Ryan announced earlier Wednesday he would support the bipartisan budget deal even though he said the secret process in which party leaders negotiated it “stinks.”
The budget agreement, set for a House vote later Wednesday, would extend U.S. borrowing authority until March 2017 and prevent a default as soon as next week. It would include a two-year deal on defense and non-defense spending levels, with details to be worked out before current funds expire Dec. 11. Spending caps would be increased by $80 billion and paid for with later-year savings and revenue.
Shortly after Ryan announced that he backed the budget, the Freedom Caucus said its members opposed it. Still, caucus member Trent Franks of Arizona said he thinks Ryan “has the unique ability to create a compelling message and to disseminate it in a way that people understand it.”
Ryan’s political trajectory has been upward in a Congress based on seniority. In college, he interned for U.S. Senator Bob Kasten and spent time as a Capitol Hill staffer. Elected to the House in 1998 at age 28, this year he became the youngest chairman of the tax-writing Ways and Means Committee since 1861.
He forged a reputation as a no-nonsense legislator guarding against spending he deemed profligate. During four years as Budget Committee chairman, Ryan proposed repealing Obamacare, cutting business tax rates, ending the estate tax and consolidating programs for low-income households.
He sought to overhaul Medicare, the health program for seniors, by giving future recipients a fixed amount of money to buy insurance. Democrats say his plans would shred the social safety net.
He also has supported allowing 11 million undocumented immigrants to eventually become U.S. citizens, a stance backed by most Democrats and passed in a bipartisan 2013 Senate vote but strongly opposed by most House Republicans. Freedom Caucus members said he promised them he wouldn’t hold a vote on major immigration legislation while President Barack Obama remains in office.

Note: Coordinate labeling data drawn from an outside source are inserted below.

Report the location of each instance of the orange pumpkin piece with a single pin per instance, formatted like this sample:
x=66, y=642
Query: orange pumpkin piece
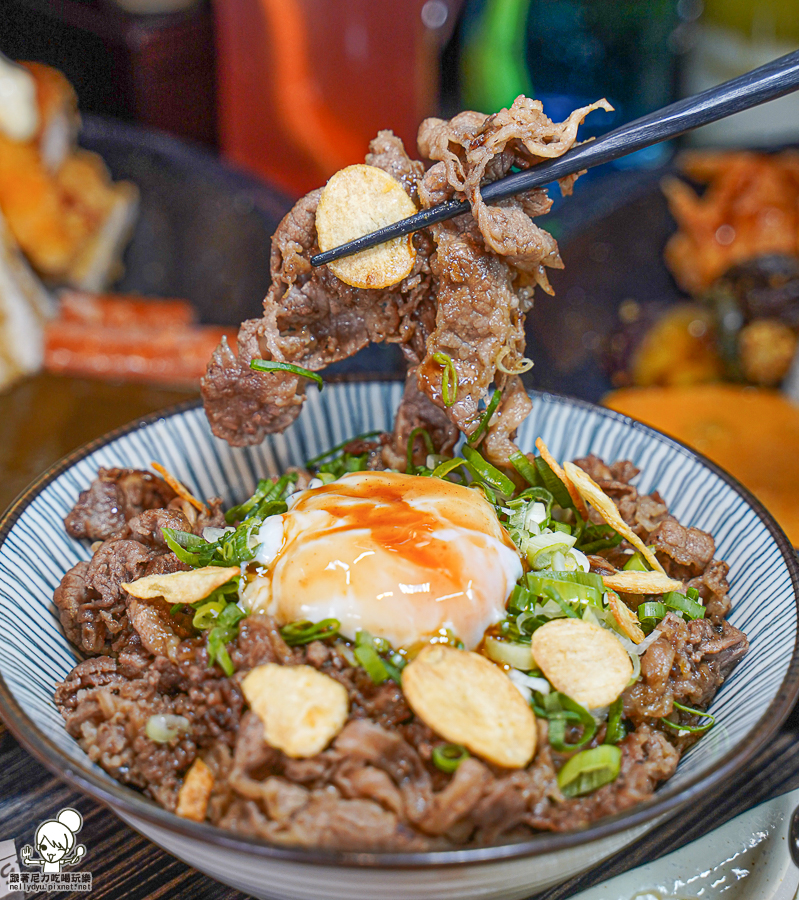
x=753, y=433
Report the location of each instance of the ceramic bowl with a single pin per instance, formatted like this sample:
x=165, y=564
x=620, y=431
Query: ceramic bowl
x=34, y=654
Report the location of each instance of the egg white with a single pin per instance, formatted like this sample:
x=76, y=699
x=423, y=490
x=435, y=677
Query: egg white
x=403, y=557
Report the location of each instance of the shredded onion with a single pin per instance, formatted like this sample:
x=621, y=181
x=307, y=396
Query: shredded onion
x=523, y=365
x=164, y=728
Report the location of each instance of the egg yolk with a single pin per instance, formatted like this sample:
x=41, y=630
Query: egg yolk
x=401, y=556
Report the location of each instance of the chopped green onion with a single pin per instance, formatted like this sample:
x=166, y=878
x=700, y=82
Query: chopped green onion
x=691, y=608
x=488, y=473
x=192, y=550
x=447, y=757
x=557, y=589
x=206, y=615
x=272, y=365
x=560, y=709
x=485, y=419
x=538, y=495
x=650, y=613
x=615, y=730
x=266, y=494
x=428, y=442
x=589, y=770
x=636, y=563
x=521, y=599
x=449, y=378
x=516, y=655
x=311, y=463
x=525, y=468
x=225, y=630
x=449, y=465
x=553, y=484
x=691, y=729
x=298, y=633
x=367, y=655
x=162, y=728
x=598, y=537
x=541, y=548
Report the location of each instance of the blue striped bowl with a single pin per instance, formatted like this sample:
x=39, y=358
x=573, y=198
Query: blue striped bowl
x=34, y=655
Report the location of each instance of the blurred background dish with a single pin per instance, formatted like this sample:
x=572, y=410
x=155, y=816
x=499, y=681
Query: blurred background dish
x=290, y=91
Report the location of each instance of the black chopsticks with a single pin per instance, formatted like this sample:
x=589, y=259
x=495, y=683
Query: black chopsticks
x=774, y=79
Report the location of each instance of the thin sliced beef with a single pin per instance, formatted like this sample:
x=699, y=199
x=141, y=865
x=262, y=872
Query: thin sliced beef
x=467, y=295
x=113, y=498
x=688, y=663
x=311, y=319
x=416, y=410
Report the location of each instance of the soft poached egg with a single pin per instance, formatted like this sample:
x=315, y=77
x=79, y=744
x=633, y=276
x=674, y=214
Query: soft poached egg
x=403, y=557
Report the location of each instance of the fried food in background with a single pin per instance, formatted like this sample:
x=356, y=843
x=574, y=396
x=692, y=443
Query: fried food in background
x=24, y=308
x=752, y=433
x=125, y=337
x=70, y=220
x=750, y=208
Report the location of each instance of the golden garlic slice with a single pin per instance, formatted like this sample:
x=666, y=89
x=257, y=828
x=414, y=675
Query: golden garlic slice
x=582, y=660
x=301, y=708
x=195, y=792
x=641, y=582
x=182, y=587
x=592, y=493
x=468, y=700
x=356, y=201
x=626, y=619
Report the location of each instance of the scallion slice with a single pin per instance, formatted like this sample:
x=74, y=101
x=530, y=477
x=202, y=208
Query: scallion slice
x=553, y=484
x=273, y=365
x=636, y=563
x=447, y=757
x=312, y=463
x=488, y=473
x=443, y=469
x=298, y=633
x=423, y=433
x=449, y=378
x=559, y=709
x=589, y=770
x=507, y=653
x=367, y=656
x=651, y=612
x=525, y=468
x=615, y=730
x=206, y=615
x=690, y=711
x=693, y=609
x=485, y=419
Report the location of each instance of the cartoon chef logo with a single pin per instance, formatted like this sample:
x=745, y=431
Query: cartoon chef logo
x=55, y=842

In his 2014 book “The Way Forward: Renewing the American Idea,” Ryan argued that the previous year’s government shutdown -- led by Texas Republican Senator Ted Cruz in an unsuccessful attempt to defund Obamacare -- “wasn’t a disagreement over principles, or even policies.”
“Rather, it is proof of what happens to a party when it’s defined primarily by what it opposes, instead of by its ideas,” Ryan wrote.
Democrats will nominate their House leader, Nancy Pelosi of California, for speaker on Thursday. Ryan’s election is assured because Republicans hold a 247-188 advantage in the House and Republican hard-liners who might have voted for other candidates say they will back him.